Detailed Description
The present invention will be described in detail with reference to specific examples. The following examples will assist those skilled in the art in further understanding the invention, but are not intended to limit the invention in any way. It should be noted that variations and modifications can be made by persons skilled in the art without departing from the spirit of the invention. All falling within the scope of the present invention.
Viscosity characteristics of rice-potato starch blend systems prepared in the following examples and comparative examples the viscosity characteristics of the raw potato starch samples were determined as shown in FIG. 1 using the RVA-4 rapid viscometric analysis of Newport Scientific, Australia, and according to the methods described in the national Standard for starch viscosity determination GB/T22427.7-2008, with a waxy potato starch peak viscosity of 1627 cP.

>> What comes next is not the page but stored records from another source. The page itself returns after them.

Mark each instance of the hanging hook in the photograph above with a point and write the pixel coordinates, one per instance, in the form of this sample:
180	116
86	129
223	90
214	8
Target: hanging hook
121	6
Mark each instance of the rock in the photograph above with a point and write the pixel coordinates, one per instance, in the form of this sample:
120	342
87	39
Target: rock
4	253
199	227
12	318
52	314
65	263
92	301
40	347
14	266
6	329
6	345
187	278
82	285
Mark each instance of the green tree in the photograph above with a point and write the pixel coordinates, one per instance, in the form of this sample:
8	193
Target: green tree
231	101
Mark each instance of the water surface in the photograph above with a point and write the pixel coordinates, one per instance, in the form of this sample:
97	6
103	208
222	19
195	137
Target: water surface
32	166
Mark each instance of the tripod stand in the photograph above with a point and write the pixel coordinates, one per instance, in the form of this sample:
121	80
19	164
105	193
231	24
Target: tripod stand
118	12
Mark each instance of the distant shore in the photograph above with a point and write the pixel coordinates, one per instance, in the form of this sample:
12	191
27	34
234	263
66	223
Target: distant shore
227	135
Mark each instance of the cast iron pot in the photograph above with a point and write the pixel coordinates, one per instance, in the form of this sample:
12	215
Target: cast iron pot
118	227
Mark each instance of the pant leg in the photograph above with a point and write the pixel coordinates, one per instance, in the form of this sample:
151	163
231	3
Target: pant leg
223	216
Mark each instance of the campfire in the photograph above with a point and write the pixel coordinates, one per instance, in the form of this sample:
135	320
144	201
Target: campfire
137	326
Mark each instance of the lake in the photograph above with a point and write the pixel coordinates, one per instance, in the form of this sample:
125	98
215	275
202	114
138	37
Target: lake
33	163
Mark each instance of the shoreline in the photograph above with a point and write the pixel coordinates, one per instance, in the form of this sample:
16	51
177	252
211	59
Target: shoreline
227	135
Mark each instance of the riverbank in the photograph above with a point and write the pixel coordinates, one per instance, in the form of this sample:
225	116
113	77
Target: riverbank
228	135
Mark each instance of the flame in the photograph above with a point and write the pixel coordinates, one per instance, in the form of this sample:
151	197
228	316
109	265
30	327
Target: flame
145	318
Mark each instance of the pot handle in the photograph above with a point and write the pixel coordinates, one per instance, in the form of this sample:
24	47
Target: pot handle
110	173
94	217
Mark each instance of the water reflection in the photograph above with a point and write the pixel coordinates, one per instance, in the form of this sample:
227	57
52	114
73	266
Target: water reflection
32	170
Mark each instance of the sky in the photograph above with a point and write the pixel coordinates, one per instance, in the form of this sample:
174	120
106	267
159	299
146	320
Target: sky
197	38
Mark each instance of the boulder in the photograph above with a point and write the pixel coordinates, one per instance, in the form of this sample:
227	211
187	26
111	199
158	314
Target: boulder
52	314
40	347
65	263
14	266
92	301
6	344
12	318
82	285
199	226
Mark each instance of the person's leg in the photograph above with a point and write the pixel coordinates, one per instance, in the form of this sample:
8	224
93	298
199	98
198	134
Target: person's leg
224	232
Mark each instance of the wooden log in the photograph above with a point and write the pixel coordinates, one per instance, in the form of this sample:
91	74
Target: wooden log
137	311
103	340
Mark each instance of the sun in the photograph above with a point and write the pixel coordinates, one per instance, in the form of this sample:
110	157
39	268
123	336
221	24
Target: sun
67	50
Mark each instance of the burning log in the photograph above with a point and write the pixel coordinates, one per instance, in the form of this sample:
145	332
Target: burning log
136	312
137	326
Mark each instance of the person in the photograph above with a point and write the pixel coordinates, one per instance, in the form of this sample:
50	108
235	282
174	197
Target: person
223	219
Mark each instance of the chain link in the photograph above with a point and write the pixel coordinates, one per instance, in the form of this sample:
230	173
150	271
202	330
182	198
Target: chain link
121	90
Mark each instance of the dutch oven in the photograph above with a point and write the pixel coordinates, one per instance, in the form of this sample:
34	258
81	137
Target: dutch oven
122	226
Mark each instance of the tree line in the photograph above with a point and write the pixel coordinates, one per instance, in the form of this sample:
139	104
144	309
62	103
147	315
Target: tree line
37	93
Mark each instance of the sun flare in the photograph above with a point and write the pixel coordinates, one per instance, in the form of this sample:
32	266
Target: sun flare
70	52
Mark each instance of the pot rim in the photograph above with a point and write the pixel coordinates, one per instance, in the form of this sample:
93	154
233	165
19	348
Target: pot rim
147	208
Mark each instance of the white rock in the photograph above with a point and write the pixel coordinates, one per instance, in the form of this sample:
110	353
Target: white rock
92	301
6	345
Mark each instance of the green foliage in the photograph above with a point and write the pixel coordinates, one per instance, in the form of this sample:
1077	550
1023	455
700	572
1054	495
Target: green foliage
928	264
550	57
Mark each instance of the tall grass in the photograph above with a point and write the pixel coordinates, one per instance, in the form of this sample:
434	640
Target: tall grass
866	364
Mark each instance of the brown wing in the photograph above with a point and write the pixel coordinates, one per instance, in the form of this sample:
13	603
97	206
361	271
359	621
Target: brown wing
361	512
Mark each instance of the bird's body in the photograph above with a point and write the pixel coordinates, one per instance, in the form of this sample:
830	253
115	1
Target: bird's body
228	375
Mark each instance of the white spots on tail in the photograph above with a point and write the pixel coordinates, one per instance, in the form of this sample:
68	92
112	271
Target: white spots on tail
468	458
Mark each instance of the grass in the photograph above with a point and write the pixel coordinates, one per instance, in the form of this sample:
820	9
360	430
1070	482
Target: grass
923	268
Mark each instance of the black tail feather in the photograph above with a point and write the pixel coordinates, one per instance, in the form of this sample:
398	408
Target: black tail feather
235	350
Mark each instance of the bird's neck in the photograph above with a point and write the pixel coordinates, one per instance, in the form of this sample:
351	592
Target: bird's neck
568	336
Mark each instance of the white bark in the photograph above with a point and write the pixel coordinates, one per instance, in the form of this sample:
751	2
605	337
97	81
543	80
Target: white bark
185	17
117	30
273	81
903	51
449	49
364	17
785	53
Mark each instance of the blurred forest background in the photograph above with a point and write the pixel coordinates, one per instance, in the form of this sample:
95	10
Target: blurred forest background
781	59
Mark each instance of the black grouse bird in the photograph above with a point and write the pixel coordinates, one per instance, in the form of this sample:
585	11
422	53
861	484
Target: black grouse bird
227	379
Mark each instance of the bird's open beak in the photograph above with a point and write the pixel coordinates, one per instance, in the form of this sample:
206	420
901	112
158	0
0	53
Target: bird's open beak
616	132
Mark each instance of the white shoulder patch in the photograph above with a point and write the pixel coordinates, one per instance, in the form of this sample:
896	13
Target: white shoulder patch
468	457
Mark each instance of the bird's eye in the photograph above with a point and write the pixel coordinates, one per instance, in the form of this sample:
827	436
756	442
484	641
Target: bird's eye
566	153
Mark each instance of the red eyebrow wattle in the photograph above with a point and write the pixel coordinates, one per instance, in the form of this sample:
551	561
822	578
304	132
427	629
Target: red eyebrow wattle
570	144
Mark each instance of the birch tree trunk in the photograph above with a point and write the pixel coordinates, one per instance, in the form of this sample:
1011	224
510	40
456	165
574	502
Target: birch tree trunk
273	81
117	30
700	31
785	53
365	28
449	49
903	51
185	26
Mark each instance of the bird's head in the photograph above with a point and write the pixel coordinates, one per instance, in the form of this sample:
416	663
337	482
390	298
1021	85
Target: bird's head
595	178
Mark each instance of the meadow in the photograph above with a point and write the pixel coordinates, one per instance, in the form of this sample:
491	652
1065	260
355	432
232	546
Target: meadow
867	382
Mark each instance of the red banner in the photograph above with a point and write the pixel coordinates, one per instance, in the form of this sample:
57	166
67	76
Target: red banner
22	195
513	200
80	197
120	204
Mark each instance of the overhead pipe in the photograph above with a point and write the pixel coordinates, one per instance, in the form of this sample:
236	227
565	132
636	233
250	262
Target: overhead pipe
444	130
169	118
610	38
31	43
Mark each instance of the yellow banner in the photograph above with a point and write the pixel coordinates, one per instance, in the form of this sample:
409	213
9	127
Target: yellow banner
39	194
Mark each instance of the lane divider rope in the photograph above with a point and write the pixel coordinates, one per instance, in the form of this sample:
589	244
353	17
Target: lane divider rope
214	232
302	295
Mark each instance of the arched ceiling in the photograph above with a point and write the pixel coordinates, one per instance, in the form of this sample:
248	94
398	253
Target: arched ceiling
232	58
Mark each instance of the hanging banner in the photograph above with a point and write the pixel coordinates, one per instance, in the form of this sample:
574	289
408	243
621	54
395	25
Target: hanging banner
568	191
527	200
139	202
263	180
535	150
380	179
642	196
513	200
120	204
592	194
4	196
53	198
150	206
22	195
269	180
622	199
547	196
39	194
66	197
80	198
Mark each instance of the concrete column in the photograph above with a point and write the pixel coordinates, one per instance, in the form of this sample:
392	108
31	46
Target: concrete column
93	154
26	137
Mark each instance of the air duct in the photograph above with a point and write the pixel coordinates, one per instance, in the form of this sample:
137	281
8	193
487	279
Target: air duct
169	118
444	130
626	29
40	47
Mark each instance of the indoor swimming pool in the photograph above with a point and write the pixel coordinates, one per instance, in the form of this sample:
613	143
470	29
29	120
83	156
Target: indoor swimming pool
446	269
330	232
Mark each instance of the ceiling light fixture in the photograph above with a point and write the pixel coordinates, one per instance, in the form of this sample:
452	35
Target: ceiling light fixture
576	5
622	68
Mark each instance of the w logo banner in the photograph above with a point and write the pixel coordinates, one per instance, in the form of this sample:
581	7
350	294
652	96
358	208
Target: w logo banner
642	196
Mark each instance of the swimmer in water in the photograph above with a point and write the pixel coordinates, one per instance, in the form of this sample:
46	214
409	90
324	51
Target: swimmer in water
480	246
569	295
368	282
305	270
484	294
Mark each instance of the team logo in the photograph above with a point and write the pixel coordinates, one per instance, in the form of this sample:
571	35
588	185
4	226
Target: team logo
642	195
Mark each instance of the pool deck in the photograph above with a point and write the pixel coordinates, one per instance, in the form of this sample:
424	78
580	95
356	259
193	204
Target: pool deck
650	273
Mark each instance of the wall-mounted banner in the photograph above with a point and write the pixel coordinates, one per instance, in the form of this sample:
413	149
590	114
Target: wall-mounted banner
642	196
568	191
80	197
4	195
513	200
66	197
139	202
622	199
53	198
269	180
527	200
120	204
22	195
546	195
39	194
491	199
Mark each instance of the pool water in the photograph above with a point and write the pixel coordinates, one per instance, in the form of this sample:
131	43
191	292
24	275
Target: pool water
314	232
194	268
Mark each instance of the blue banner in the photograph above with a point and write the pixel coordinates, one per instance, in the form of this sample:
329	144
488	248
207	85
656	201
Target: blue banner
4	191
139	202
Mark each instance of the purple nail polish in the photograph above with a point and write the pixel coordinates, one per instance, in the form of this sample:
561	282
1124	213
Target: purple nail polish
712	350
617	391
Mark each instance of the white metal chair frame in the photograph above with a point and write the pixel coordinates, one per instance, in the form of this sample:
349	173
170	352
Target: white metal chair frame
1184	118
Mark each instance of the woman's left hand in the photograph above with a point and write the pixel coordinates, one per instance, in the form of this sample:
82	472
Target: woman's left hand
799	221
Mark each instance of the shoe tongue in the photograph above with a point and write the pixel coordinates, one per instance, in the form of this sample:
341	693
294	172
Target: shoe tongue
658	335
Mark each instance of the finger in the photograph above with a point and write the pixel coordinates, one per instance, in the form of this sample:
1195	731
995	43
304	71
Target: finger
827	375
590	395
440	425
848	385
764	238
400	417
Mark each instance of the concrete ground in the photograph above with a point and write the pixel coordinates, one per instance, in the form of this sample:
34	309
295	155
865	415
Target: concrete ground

The specific measurement mode of the potato powder quality is as follows:
1. color measurement
The color of the potato powder is determined by a method of Zhongjinhao et al:
yanjinhao, Liyan, Suxiajun, Li Qingming, Li Wenjia, research on starch-related structural properties in potato vermicelli [ J/OL ] grain and oil food technology 1-6[2020-07-06 ].
The specific process is as follows:
the color of the potato flour was measured using a color difference meter (LC100 Lovibond). The color difference meter is firstly calibrated by a standard white board. A certain amount of samples are placed in a test groove in a flat mode, the test groove is shielded from light, a test key is pressed, and three parameters of L, a and b are sequentially read on a color difference meter. The values of L, a and b respectively represent the brightness, red and green values and yellow and blue values of the sample. Each sample was tested in triplicate.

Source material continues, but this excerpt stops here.